One opportunity rests with birth cohorts, which have been established in a number of countries. These cohorts range from a few thousand subjects to several hundred thousand (15, 16). Some have progressed to such an extent that their participants are young adults, but a relative paucity of adolescent cohorts remains. Many comprise not only detailed questionnaire and clinical data but also valuable banks of biological specimens. Encouragingly, international consortia of birth cohorts such as the I4C (15) or NewGeneris (16) have been formed and promise much in terms of pooled analyses. However, while these cohorts permit opportunities for associations between early life exposures and such childhood conditions as asthma or behavioral problems, what of cancer? Childhood cancers are mercifully rare and thus pose problems in terms of statistical power. For cancer in adults the answers would be many decades away even if the follow-up for these extended periods could be ensured.
Nevertheless, much can be achieved with these resources. Notably, biomarkers of exposure and early biological effects can be applied to the stored biospecimens. The rapid advances in epigenetics (12) and the new technologies offered through “omics” research (17) permit precise questions to be asked about the effect of early exposures on biological pathways implicated in carcinogenesis. This methodology allows comparison of early exposure-driven genetic and epigenetic events with those found in precancerous and cancerous lesions in adults. This is not to trivialize or ignore the many remaining questions to be answered concerning the predictive value of such early effects and the related biomarkers. Nevertheless, through the use of these new tools and a refined understanding of mechanisms one may begin to bridge the gap between early life exposure, early biological effects, and susceptibility to cancer later in life.

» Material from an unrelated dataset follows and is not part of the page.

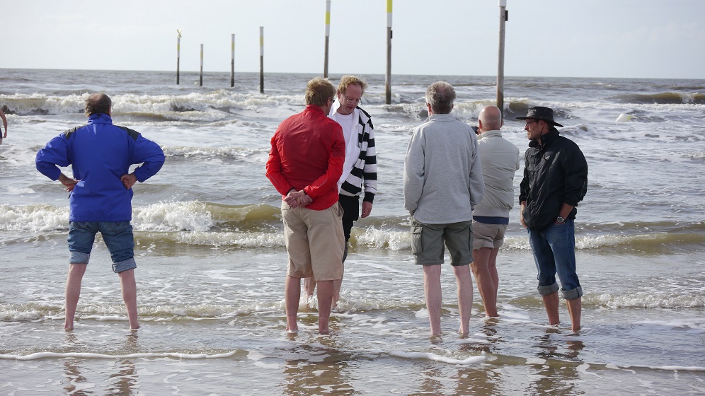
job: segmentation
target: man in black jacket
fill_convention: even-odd
[[[525,120],[531,141],[525,155],[524,179],[519,202],[522,225],[529,231],[529,242],[538,270],[539,293],[549,322],[558,318],[558,283],[568,305],[572,330],[580,328],[580,287],[575,273],[575,206],[588,189],[588,163],[573,141],[560,135],[549,107],[529,107]]]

There is a problem though. Many birth cohorts are under-resourced, lacking sustainable funding. Cohorts of some age ranges, notably adolescence, are under-represented. The cancer community and its funders therefore need to recognize the rich resources of data and biospecimens in existing birth cohorts and gaps in coverage by cohorts of other critical periods of life. The opportunities are significant. However, a strategic decision is needed now to provide support, preferably within international consortia, for the kinds of study mentioned above. This effort should specifically include cohorts from low- and middle-income countries. Without such a commitment the risk is that a key component of cancer prevention, namely public health guidance for those in the most vulnerable period of life, will remain without the requisite evidence base for a generation to come.
Disclosure of Potential Conflicts of Interest
No potential conflicts of interest were disclosed.